We took a subset of the NABE regional data set (see Table 7.1 for a description) consisting only of data from the upper 20m, and fit it with a third order polynomial in T alone. The standard error of the prediction was ± 1.05 µM. Thus in combination with historical AVHRR data (Miami AVHRR Monthly MCSST and CZCS pigment concentration data are available on CD-ROM) it will be possible to construct regional or even basin scale monthly maps of surface NO3. Monthly changes in NO3 would then be interpretable as NO3 drawdown. Depth integration would provide a monthly estimate of new production and this could be integrated through time and for the basin to obtain seasonal new production.

Large and complex (expensive) numerical models are often employed to produce descriptive information that is useful for planning purposes when major field research efforts are being designed.
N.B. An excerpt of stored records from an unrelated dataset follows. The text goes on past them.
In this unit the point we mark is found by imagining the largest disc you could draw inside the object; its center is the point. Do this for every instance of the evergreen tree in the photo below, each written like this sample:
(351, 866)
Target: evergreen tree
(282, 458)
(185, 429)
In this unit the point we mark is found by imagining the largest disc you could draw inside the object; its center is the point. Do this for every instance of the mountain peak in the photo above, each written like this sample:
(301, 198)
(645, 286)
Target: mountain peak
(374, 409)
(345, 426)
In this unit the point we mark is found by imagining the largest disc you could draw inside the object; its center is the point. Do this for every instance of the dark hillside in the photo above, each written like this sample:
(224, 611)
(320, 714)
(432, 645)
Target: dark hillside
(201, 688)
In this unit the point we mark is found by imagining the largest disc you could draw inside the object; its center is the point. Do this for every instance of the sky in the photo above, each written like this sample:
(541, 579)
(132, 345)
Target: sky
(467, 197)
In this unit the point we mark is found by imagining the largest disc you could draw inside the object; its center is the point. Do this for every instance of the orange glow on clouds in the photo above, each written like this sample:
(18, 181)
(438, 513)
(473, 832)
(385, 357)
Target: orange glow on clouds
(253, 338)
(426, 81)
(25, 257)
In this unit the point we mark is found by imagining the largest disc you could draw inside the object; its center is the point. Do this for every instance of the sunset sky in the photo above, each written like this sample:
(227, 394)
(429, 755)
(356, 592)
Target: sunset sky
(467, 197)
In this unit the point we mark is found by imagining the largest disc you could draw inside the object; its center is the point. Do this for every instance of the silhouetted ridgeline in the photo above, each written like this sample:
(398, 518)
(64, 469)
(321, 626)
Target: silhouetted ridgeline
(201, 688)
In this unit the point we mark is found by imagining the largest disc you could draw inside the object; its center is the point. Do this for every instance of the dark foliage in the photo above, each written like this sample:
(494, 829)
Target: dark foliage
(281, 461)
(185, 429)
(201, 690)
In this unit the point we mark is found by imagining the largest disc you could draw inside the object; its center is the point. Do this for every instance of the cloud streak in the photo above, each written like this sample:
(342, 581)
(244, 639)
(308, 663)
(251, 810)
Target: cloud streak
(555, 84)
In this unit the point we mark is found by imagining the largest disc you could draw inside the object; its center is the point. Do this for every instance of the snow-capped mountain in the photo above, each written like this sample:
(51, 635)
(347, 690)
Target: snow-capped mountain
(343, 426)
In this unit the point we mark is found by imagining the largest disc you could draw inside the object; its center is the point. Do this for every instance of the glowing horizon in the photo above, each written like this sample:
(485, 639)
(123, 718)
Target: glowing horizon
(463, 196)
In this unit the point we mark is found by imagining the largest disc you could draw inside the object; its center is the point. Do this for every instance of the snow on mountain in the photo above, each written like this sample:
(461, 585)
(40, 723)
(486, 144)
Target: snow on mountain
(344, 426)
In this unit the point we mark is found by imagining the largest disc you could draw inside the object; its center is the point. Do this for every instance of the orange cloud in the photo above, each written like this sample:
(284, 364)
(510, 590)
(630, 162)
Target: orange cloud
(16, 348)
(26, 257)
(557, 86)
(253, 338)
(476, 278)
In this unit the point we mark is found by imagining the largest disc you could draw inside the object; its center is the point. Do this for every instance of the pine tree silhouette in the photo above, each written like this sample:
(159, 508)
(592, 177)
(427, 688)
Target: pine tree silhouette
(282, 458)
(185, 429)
However, there is a diversity of less complicated (relatively inexpensive) modeling of available data that can also have a valuable role for project planning purposes. Exploitation of this diversity should be encouraged to provide a more robust basis for future planning of Son of NABE.

Table 7.1

Data Set n standard error of the estimate

 TT007	901	0.82

TT007* 450 0.84

TT011 899 0.68

NABEX 799 0.45

NABE 1433 1.23

NABET 449 1.05

* Fit using a randomly selected half of the TT007 data set. The standard error of the estimate was computed using the other half of the data set

TT007 is the JGOFS EQPAC spring survey cruise data set obtained during January through March 1994 data set.

TT011 is the JGOFS EQPAC fall survey cruise during August and September 1994.

NABEX is a data set collected during the JGOFS North Atlantic Bloom Experiment in April and May of 1989 in the vicinity of 47°N and 20°W. The data set consists of 54 standard hydrocasts and 13 pump stations to a maximum depth of 120m with 4m resolution, with a total of 848 observations.

NABE is a composite data set of NODC and BOFS data described in Garside and Garside (1993). Data are from many cruises and all seasons between July 1970 and June 1990 but not including NABEX, in an area between 15 - 25°W and 35 - 60°N to a maximum depth of 125m.

NABET is a subset of NABE with data from only the upper 20m fit with a polynomial in temperature alone. The purpose of this exercise was to examine the possibility of using remotely sensed AVHRR data to predict mixed layer NO3 concentrations. 449 observations were available, and in this case none was rejected.